I received my original documents on a Friday, and I was leaving early the next Thursday, so it was officially CRUNCH TIME. Cut to me waking up at 3:00 a.m. the following Monday to catch the first bus to New York City. After an uneventful 5-hour ride on the Shortline (FYI, it's also referred to as the "Snortline," so you can never be too sure of what you'll find on those rides), I arrived in NYC and took the short walk from the bus station to the consulate.
When I arrived at the consulate, the woman I spoke with was very apologetic about the confusion and inconvenience of the whole situation.

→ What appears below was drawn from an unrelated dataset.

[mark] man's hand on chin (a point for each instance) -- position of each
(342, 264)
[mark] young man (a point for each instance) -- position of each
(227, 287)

I was worried that my order would not be processed because I only had a copy of the bank deposit receipt with me, but she had saved the original at the office for me, so that worked out. I went in hoping that I could just get the official stamps and head back to Ithaca, but learned that that would be impossible, as I did not have an appointment with them. Luckily, the post office was just two blocks away, and so after narrowly avoiding being hit by one of those cycling couriers, I managed to procure a pre-paid express mail envelope for them to return my authenticated documents to my parents' house.
With my fingers and toes crossed that my documents would make it back to me in time, I caught the 12:30 bus back to Ithaca, and arrived just 13 hours after leaving. Tuesday came...no envelope. Wednesday came...envelope! And so, on the very last day before I moved, I received my last documents for my work Visa.
Thus concludes the Trilogy of the Background Check.